Mouth is watering, Kim...can I add one or two? "Pancakes" found inside the Khal Al Khalili. If you enter from the large square where all the tourist buses park, I think you veer left, and you'll see a huge sign for pancakes. Not what we normally think, but you can sit outside, and lick the powdered sugar off your fingers!!!Also, sold in the Khan Al Khalili on the street: kanafa, the shreaded wheat like top and the custardy bottom...
On the subject of Koshary, you musttry El Winch at Station(Mahatta) road in Giza.. absolutely the best koshary in the whole of Egypt... they even say so on a board outside and will offer a reward if you are not satisfied....
Hi Kim,It's good that I saw your blog. I'm also new here in Cairo and I'd like to learn everything I can about the place - esp food! I havent tried the koshary yet. Where in Maadi is Arzak? I usually just go around Degla Maadi as I'm not yet familiar with the city.Anyways, I'll bookmark your blog and link you up once I have created my "Egypt" blog. :)Tina
I love Al-Omda koshary too . . . but you HAVE to try Koshary Tahrir in Medinat Nasr!! It's a regular koshary place (ie koshary only, not like Al-Omda) but super clean and the koshary tastes delicious!! It's on Abbas al-A'aad (sorry, don't know the spelling).

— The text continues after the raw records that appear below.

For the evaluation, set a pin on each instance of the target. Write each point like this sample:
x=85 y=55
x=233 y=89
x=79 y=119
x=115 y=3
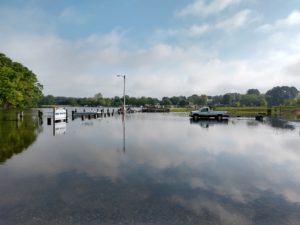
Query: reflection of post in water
x=59 y=127
x=123 y=123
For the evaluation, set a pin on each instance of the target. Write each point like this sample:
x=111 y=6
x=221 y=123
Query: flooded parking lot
x=150 y=169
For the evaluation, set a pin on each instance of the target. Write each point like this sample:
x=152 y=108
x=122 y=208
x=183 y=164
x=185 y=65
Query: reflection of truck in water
x=208 y=123
x=207 y=113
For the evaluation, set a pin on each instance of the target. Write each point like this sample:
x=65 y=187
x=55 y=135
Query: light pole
x=124 y=76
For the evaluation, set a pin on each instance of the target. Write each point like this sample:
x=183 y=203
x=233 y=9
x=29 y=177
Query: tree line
x=276 y=96
x=19 y=88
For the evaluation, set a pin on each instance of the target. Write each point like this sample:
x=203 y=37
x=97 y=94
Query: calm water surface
x=152 y=169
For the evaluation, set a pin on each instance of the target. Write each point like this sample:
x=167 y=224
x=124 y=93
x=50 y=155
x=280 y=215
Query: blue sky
x=165 y=48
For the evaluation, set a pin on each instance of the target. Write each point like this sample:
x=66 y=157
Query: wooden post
x=49 y=121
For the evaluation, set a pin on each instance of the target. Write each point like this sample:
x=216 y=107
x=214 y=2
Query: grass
x=243 y=111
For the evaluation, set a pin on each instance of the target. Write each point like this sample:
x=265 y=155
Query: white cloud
x=293 y=19
x=193 y=31
x=70 y=15
x=203 y=8
x=240 y=19
x=87 y=66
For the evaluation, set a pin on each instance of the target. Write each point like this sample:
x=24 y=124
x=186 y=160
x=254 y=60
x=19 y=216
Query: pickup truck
x=206 y=112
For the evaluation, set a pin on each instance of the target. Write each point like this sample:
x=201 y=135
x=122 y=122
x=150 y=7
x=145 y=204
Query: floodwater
x=151 y=169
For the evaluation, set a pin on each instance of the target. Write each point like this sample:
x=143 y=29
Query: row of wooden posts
x=83 y=115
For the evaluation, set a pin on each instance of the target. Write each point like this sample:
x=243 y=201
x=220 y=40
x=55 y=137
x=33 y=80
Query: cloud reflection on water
x=229 y=173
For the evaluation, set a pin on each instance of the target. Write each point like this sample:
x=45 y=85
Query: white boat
x=60 y=114
x=59 y=128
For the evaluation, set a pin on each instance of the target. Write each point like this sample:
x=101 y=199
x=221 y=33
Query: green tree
x=19 y=86
x=253 y=92
x=278 y=95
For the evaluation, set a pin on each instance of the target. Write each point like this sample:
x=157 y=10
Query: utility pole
x=124 y=77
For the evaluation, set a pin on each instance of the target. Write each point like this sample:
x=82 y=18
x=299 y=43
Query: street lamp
x=123 y=92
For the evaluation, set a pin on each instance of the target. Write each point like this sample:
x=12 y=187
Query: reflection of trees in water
x=16 y=136
x=279 y=123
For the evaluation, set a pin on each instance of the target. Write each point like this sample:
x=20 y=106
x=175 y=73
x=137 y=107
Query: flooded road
x=150 y=169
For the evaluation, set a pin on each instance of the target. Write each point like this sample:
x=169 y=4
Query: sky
x=164 y=47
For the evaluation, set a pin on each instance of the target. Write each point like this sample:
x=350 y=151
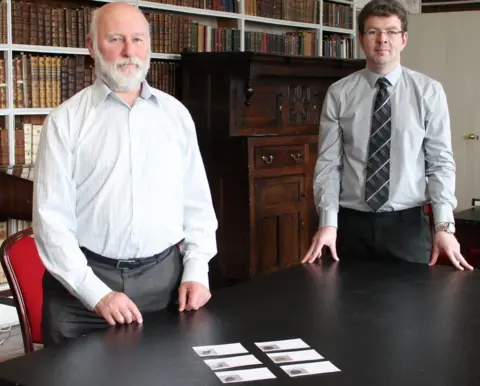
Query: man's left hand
x=192 y=295
x=448 y=244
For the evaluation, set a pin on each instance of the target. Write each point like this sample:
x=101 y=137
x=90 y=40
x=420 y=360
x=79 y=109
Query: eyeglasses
x=374 y=33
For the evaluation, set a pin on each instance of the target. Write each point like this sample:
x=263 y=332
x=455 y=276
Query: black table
x=380 y=324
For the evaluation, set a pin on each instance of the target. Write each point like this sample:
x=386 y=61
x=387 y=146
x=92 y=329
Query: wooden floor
x=11 y=344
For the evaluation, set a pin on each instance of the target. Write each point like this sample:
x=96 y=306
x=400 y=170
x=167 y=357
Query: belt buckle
x=127 y=263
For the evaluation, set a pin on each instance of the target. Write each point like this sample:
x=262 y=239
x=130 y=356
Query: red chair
x=24 y=271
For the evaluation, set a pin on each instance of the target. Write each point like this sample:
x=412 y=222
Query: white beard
x=114 y=77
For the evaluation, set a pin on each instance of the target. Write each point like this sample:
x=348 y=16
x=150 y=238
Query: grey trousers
x=152 y=287
x=402 y=235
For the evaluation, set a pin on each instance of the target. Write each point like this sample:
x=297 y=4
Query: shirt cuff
x=196 y=270
x=442 y=213
x=328 y=218
x=92 y=290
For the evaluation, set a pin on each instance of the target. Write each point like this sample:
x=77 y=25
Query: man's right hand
x=326 y=236
x=116 y=307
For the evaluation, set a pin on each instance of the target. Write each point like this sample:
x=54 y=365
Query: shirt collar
x=392 y=77
x=101 y=91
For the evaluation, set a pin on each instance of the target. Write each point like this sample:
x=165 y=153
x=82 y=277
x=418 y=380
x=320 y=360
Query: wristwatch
x=448 y=227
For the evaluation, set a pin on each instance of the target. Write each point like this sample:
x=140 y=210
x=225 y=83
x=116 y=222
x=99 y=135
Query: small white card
x=226 y=363
x=221 y=349
x=288 y=344
x=245 y=375
x=295 y=356
x=300 y=369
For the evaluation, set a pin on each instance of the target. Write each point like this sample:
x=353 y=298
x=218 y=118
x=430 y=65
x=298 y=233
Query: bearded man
x=122 y=212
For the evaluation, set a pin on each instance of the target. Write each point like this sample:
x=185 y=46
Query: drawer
x=286 y=156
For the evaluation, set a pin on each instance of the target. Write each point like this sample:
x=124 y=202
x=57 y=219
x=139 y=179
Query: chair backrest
x=24 y=271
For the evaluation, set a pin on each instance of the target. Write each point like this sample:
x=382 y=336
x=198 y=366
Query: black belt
x=125 y=263
x=402 y=213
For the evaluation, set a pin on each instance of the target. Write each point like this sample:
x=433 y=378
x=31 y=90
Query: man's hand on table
x=117 y=308
x=192 y=295
x=447 y=243
x=326 y=236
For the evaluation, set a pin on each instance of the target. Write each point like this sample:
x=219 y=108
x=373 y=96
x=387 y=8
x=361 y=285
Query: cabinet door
x=280 y=229
x=257 y=108
x=302 y=105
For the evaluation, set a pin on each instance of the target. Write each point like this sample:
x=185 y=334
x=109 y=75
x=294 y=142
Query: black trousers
x=399 y=235
x=151 y=286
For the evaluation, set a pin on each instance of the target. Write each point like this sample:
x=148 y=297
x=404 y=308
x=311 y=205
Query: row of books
x=338 y=15
x=4 y=232
x=304 y=11
x=27 y=136
x=47 y=81
x=291 y=43
x=48 y=25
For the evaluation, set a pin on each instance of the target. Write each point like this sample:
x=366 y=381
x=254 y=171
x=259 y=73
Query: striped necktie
x=378 y=166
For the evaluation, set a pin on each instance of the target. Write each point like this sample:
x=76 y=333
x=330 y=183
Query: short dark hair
x=382 y=8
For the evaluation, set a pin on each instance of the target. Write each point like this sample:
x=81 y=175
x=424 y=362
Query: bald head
x=112 y=15
x=119 y=41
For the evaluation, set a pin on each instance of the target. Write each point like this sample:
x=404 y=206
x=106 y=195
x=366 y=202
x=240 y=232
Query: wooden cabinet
x=257 y=118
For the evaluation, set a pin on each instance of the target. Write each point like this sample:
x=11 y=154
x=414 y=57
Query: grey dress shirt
x=422 y=168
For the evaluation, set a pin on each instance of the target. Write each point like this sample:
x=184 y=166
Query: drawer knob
x=295 y=157
x=267 y=160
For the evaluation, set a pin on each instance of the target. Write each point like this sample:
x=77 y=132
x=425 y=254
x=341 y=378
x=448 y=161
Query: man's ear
x=90 y=44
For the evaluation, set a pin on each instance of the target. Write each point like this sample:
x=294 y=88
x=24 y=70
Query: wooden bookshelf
x=44 y=59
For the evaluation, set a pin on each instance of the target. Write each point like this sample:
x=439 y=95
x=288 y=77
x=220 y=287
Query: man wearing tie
x=384 y=153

Tina, Arzak is at the Maadi Grand Mall. U can also order home delivery from them via http://www.otlob.com, a most handy website for ordering online.Cairogal : I'm gaga over feteer & the mixed cheese & cream honey nuts combos are adding inches to my waist & hiplines.anonymous : I'm off to hunt down El Winch. Thanks for the tip
Alyssa, I've tried Koshary Tahrir after writing this article & quite loved it.
Wow. Ever thought about taking up a Lonely Planet assignment as an alternative career?
Tried applying, They dont seem interested in my candidature :(;)
They have no idea what they are missing? Wonder what it takes to kand one of those dream jobs.Your http://whazzupmumbai.blogspot.com/ blog is also gr8. Specially liked the "Gorakhgad - The challenger! 25 Feb". Did you go with India Outdoors? And secondly, have you been on one of the rain treks?
I am an American Egyptian living in the US. But I have visited Egypt many times. I am totally a foodie and love try food from different cultures. What I remember about Egyptian food is when you can get invited over for a meal. That is always best. My mom always made Kushary with rice, lentils and elbow pasta. I have had some amazing Tamaya from the street. In Khan el Khalili I've had Sahleb - a milkie drink served hot with cinnamon. I was so excited when I finally found some sahleb mix in a Middle Eastern store. There are also some amazing bakeries in Egypt too. I remember one in Tahrir Square (near the hotels). Reading your blog makes me miss Egypt.
That's a really sweet compliment.Thank you :)
I am Indian Working in Saudi, I love the Falfil Sandiwiches, chicken shewarma from Egyptian Shops, The taste is unique from others and They mix smile and love in it.